Por: POR RUDOLFO LAGO

CORREIO POLÍTICO | Quando a disputa entre os poderes vira burrice

Presa, Zambelli não exerce o mandato. Nem ninguém | Foto: Lula Marques/ Ag..ncia Braasil.

A gestão Hugo Motta (Republicanos-PB) parece ter uma curiosa predileção pelas madrugadas. Depois de votar o PL da Dosimetria perto das 3h da manhã de quarta-feira (10), livrou de cassação a deputada Carla Zambelli (PL-SP) depois de 1h da manhã de quinta-feira. A decisão sobre Zambelli, é claro, não é de Motta, mas do plenário da Câmara. Mas, para além da polêmica constitucional, que o Correio Político vai abordar, ela talvez se aproxime das raias da burrice política. É quando a já atual perigosa disputa entre os poderes sai dos limites da racionalidade. Ao contrariar o Supremo e manter o mandato de Zambelli, a Câmara, na prática, tomou a decisão de reduzir de 513 para 512 o número de deputados federais.

 

Nem Zambelli nem ninguém

O mesmo no caso de Eduardo Bolsonaro | Foto: Lula Marques/Agência Brasília

Carla Zambelli está presa na Itália, esperando uma decisão sobre sua extradição. Quando acontecer, ela seguirá aqui presa, já que está condenada a dez anos de prisão. Ou seja, não tem como exercer seu mandato. Mantida deputada, ela, então, impede que assuma no seu lugar aquele que seria o seu suplente, o Coronel Tadeu (PL-SP). Vale também para os casos de Eduardo Bolsonaro (PL-SP) e Alexandre Ramagem (PL-RJ).

Em vez de 513, 510

Os dois deixaram o país.

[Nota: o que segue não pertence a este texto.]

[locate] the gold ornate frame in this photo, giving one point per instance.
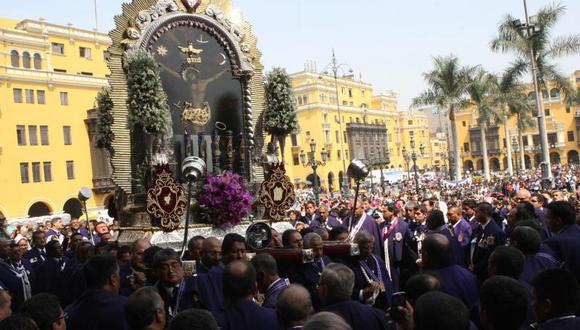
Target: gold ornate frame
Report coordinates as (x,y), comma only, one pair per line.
(137,20)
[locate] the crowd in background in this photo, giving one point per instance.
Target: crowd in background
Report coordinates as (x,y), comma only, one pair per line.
(502,254)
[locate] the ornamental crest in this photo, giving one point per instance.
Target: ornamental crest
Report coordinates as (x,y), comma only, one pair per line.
(166,200)
(277,192)
(195,116)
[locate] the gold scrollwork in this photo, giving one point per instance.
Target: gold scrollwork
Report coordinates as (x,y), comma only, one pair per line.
(166,200)
(195,116)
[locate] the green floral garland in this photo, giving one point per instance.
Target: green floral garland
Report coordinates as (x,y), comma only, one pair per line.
(146,99)
(280,116)
(104,131)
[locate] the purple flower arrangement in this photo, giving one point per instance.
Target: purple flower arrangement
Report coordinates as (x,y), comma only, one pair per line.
(225,199)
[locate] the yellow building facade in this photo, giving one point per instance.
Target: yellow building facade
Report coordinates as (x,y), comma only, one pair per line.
(49,78)
(563,128)
(349,121)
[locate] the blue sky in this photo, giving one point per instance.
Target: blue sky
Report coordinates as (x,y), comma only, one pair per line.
(390,43)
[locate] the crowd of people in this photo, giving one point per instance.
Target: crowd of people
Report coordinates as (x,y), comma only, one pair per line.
(503,254)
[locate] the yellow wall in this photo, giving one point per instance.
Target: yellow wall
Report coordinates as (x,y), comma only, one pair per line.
(560,120)
(317,111)
(36,37)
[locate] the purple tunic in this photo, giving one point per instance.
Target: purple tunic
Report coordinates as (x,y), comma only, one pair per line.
(460,283)
(371,226)
(247,315)
(462,230)
(97,309)
(359,316)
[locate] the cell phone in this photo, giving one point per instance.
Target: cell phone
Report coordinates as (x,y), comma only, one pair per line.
(398,299)
(189,267)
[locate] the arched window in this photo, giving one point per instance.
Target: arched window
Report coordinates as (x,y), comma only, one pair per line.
(37,61)
(26,60)
(15,59)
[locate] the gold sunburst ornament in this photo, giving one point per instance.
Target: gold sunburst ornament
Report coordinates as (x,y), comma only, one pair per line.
(195,116)
(277,192)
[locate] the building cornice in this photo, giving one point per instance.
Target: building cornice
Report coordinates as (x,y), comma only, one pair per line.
(9,74)
(330,79)
(344,108)
(20,38)
(63,31)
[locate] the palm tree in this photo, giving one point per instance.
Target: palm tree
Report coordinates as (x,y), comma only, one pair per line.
(510,100)
(481,89)
(512,39)
(447,89)
(525,121)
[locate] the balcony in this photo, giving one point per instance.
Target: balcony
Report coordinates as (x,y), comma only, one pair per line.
(103,185)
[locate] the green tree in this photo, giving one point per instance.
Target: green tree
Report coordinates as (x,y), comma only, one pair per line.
(146,99)
(510,100)
(280,117)
(104,131)
(481,88)
(447,89)
(547,48)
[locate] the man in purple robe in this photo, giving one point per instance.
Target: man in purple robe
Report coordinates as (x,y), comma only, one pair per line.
(240,310)
(210,255)
(313,270)
(436,225)
(437,258)
(556,299)
(335,289)
(528,241)
(100,307)
(469,207)
(177,290)
(37,254)
(461,228)
(565,242)
(372,284)
(269,283)
(324,220)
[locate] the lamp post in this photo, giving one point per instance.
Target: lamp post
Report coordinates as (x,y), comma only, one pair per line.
(530,29)
(516,150)
(335,67)
(386,163)
(407,159)
(414,157)
(313,163)
(463,154)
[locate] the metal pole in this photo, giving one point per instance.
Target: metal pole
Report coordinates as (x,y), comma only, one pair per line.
(341,135)
(316,184)
(187,211)
(541,116)
(416,175)
(88,222)
(96,17)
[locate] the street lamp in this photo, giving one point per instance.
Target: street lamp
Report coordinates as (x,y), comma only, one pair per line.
(516,150)
(414,157)
(531,29)
(313,163)
(463,155)
(386,162)
(335,67)
(407,159)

Eduardo para fracassar na tentativa de salvar dos EUA seu pai da prisão. E Ramagem para escapar do seu próprio encarceramento. Mantidos os mandatos, impedem também a assunção de seus suplentes. O segmento conservador tira três dos seus do quórum da Câmara. Não é só Coronel Tadeu que é do mesmo grupo da ultradireita do qual participa Zambelli. O suplente de Eduardo é o Missionário José Olímpio, pastor evangélico, que chegou até a assumir quando o filho 03 de Jair Bolsonaro pediu licença.

titulo notas

E o de Ramagem é Dr. Flávio, também do PL, secretário estadual do partido no Rio. "Trata-se de um tremendo tiro no pé diante de uma convicção de que tem que firmar sua posição como poder e proteger seus pares", avalia o advogado com participação nas cortes superior e analista político Melillo Dinis. Além disso, não parece ter o mínimo amparo na Constituição.

Decisão da Justiça

Quando a Justiça determina a perda do mandato de um parlamentar, explica Melillo, tal decisão não se reverte. Porque é a Justiça quem autoriza a posse - no caso, a Justiça Eleitoral. Os políticos são, sem dúvida, eleitos pelo voto da população. Mas é a Justiça Eleitoral quem os diploma e autoriza.

Concede e tira

Assim, no entendimento de Melillo, quem tem o poder de autorizar o exercício político tem o poder de desautorizar também. Sobre isso, inclusive, há uma decisão de 2005 do então ministro Marco Aurélio Mello. Referia-se à perda de mandato do então deputado Ronivon Santiago. Marco Aurélio foi o relator.

Não reverte

Disse, na ocasião, Marco Aurélio: "Câmara dos Deputados não pode reverter decisão da Justiça". Para Melillo, para além do desrespeito a uma decisão judicial, há aí a criação de uma situação que "desencanta", na sua avaliação o cidadão. "Como fica ao ver um parlamentar prosseguir condenado?"

Desencanto

O "desencanto" prossegue também diante da descrença nos poderes. Se um poder determina e o outro não cumpre, que mensagem se passa? Os próprios detentores dos poderes passam a mensagem de aquilo que fazem e decidem pode ser desrespeitado, não precisa ser levado a sério. Só deve ser obedecido quando convém.

Lei que não pega

Então, se infelizmente a cultura brasileira absorve a triste ideia da "lei que pega" e da "lei que não pega", é nos poderes da República que ela se inicia. Juiz não pode aceitar carona em jato de advogado. Mas aceita. Parlamentar também que preservar o decoro. Não preserva. Não pode desviar verba pública. Desvia.

Madrugada

Talvez seja tudo isso o que explique a preferência pelas decisões na madrugada. O que, no fundo, é mais uma certa carência de inteligência. Tomada a decisão na calada da noite, o galo canta no final da madrugada. E o cidadão acorda e fica sabendo. Até a próxima madrugada, haverá no meio um dia de desgaste.